Senate Banking Committee Member Asks Fed to Better Regulate Credit Risk Transfers
Senior member of the Senate Banking Committee Jack Reed (D-RI) urged the Federal Reserve to "place additional guardrails" around credit risk transfer transactions ("CRTs").
In a letter to Federal Reserve Chair Jerome Powell, Senator Reed explained that "CRTs, also known as synthetic risk transfers, are transactions where banks pay investors, often private equity firms, to assume potential losses on loans that the banks have originated." Senator Reed warned that the volume of CRTs, "which banks use to reduce capital requirements by offloading risk to private funds," has been increasing, and poses greater risk to the banking system. This year, he said, US banks "executed around 20 transactions totaling an estimated $17 billion."

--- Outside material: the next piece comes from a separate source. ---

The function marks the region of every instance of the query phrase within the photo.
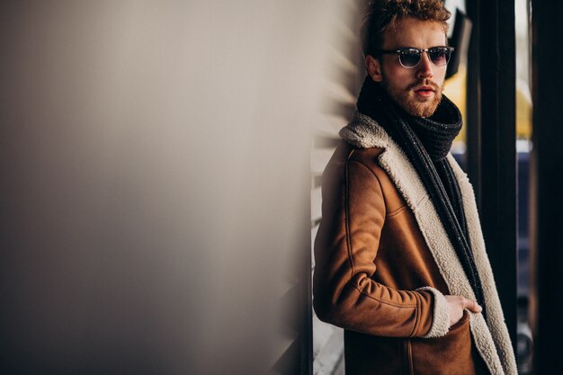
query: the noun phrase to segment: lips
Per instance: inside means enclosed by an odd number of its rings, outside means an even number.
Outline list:
[[[429,97],[433,95],[436,90],[434,87],[430,85],[422,85],[415,87],[414,91],[418,96]]]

Senator Reed questioned whether CRTs genuinely transfer credit risk to outside investors or simply concentrate it among a few Wall Street banks. Citing a Reuters' article, he compared CRTs to complex and opaque financial products like collateralized debt obligations that contributed to the 2008 financial crisis. He warned that efforts to circumvent stronger capital and regulatory requirements established after the 2008 crisis could expose the financial system to new risks, particularly since banks are not required to disclose any information regarding CRTs.
Senator Reed requested the Federal Reserve:
- require public regulatory reporting through bank call reports and systemic risk reports of information regarding each bank's use of CRTs;
- establish quantitative limits on banks by (i) using CRTs to reduce capital requirements and (ii) treating CRT proceeds as unrestricted cash;
- ensure that the stress testing methodology expressly considers the ways that risk purportedly laid off through CRTs could affect the banking system in an economic downturn; and
- assess the risks associated with CRTs based on supervisory experience to date, "including an analysis of whether CRT instruments have truly laid off credit risk and are working as intended."
Commentary
CRTs have long been a topic of concern for US prudential regulators and policymakers (see, e.g., a 2015 paper from the Office of Financial Research emphasizing the need for more data on banks' CRT activities). To that point, Senator Reed's August 2024 letter to the Federal Reserve follows his November 2023 letter that also urged the US prudential regulators to "evaluate the risks associated with 'synthetic risk transfer' transactions, which allow banks to reduce their capital requirements by offloading risk to private market investors." In the November 2023 letter, Senator Reed requested that the US prudential regulators provide the following information: (i) the volume of synthetic risk transfers conducted by institutions under each prudential regulator's supervision for the each of the past ten years; (ii) the amount by which institutions have been permitted to reduce their capital over the same time period; (iii) the degree to which the identity and regulated status of a bank's counterparties affects the availability of synthetic risk transfers; (iv) whether there should be limits on how much capital can be reduced for different classes of assets, especially consumer loans; and (v) an assessment of the risks to individual banks and of systemic risks based on experience to date.